Les qualifications des 24 Heures Motos du Mans 2024 ont pris une tournure spectaculaire ! Sur le circuit Bugatti, la Yamaha n°7 de l’écurie Yart-Yamaha a imposé sa loi en s’emparant de la pole position avec un chrono record. À la clé : une démonstration de maîtrise technique, d’audace et une stratégie parfaitement exécutée par le trio Hanika-Fritz-O’Halloran.
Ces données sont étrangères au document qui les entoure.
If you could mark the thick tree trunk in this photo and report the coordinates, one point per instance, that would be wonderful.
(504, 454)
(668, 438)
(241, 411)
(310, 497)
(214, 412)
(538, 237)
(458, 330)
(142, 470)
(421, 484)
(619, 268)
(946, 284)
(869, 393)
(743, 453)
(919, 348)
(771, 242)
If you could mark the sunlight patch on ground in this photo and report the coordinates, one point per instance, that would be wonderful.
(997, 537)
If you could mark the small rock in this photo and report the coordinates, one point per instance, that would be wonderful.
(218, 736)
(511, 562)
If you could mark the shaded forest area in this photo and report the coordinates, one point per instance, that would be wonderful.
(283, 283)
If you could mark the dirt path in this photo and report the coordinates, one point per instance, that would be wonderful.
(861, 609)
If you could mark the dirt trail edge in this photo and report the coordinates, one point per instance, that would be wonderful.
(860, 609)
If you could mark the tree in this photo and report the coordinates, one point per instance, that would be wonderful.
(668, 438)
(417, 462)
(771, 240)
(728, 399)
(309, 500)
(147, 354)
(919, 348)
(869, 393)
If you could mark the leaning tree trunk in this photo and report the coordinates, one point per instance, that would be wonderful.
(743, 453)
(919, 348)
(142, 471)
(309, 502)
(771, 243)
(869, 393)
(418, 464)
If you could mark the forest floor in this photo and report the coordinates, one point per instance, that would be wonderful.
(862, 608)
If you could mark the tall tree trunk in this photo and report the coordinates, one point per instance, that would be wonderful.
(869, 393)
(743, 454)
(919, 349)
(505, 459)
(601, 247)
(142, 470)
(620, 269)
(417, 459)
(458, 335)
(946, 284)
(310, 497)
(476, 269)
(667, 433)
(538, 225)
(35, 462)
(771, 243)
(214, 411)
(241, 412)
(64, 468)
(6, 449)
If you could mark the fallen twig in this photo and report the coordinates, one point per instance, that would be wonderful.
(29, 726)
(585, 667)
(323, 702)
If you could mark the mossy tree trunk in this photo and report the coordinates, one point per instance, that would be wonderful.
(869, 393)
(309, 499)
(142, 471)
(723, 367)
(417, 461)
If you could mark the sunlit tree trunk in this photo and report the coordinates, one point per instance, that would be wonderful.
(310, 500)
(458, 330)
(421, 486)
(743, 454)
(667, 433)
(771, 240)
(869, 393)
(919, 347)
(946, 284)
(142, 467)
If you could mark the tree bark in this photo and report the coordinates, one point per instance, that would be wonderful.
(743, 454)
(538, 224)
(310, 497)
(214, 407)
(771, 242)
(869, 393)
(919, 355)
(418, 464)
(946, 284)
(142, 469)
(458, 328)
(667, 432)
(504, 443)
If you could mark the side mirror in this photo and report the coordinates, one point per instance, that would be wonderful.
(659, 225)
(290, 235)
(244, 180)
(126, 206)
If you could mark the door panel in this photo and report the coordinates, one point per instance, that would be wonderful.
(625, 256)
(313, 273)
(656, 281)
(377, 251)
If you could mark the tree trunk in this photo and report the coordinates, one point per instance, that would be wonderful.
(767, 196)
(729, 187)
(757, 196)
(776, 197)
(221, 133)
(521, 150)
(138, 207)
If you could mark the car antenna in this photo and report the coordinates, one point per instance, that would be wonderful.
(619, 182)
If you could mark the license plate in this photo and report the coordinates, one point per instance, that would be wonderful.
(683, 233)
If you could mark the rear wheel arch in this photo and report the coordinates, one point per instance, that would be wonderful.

La Yamaha n°7 signe une pole magistrale et un double record
Avec un temps stupéfiant de 1’34’’664, enregistré lors de la séance de qualification finale du vendredi, la Yamaha n°7 pilotée par Karel Hanika, Marvin Fritz et Jason O’Halloran s’élancera en tête de la 48e édition des 24 Heures Motos du Mans ce samedi à 15h. Ce chrono n’est pas qu’une simple pole, c’est un record absolu pour cette épreuve, fruit d’un équilibre parfait entre puissance, agilité et confiance.
Alors que Gregg Black sur la Suzuki n°1 du SERT croyait avoir arraché le meilleur temps avec un 1’34’’551, c’est Marvin Fritz qui a scellé le sort de cette bataille en repoussant la limite à 1’34’’489. Un véritable coup de tonnerre qui souligne non seulement la performance du pilote allemand, mais aussi le travail de fond de l’écurie Yart-Yamaha.
Des conditions idéales et une stratégie millimétrée
Ce record a aussi été rendu possible grâce à des conditions météo idéales. Des températures fraîches mais une piste sèche ont permis aux pilotes de pousser leurs machines à la limite sans excès de prudence. Une fenêtre météo que Yart-Yamaha a su exploiter à la perfection. L’équipe autrichienne, qui enchaîne ici sa deuxième pole consécutive au Mans, démontre la solidité de son programme d’endurance.
Mais au-delà du simple chrono, c’est toute une préparation qui porte ses fruits. Depuis le début de la semaine, l’équipe a multiplié les roulages sans incident, peaufinant l’électronique, les pneumatiques et les relais. La Yamaha R1 semble plus affûtée que jamais, capable d’allier vitesse de pointe et fiabilité — deux qualités clés pour affronter 24 heures de course.
Un duel prometteur face à la concurrence affûtée
Derrière ce tour de force, la pression monte. La Suzuki n°1 du SERT, titrée en 2023, entend bien mener la vie dure aux favoris. Gregg Black, Xavier Simeon et Étienne Masson restent des références de l’endurance mondiale. Quant à la Honda n°5 du FCC TSR, elle sera également à surveiller, ayant montré une belle régularité tout au long des essais.
Le départ, donné samedi après-midi par Mathieu Kassovitz, promet le début d’une véritable guerre d’usure. Les stratégies de ravitaillement, la gestion des pneus, la fiabilité mécanique et la résistance physique des pilotes seront une fois de plus au cœur d’une épreuve exigeante, où tout peut basculer en quelques secondes.
Quelles perspectives pour Yart-Yamaha et la suite de la saison EWC ?
Cette pole confirme une tendance : Yart-Yamaha s’impose comme le candidat naturel au titre mondial EWC 2024. Après avoir échappé à la victoire au Mans l’an passé malgré des prestations solides, l’écurie semble avoir tiré les leçons et revient plus forte. Si la fiabilité suit, cette pole pourrait annoncer le début d’une saison sous domination bleue.
Reste à voir si la nuit mancelle, avec ses caprices et ses pièges, confirmera la suprématie affichée en qualifications. Une chose est certaine : en endurance, la pole ne garantit rien… mais elle donne un sérieux atout psychologique. Yart-Yamaha commence son week-end du bon pied, avec l’objectif clair de convertir cette pole record en victoire stratégique.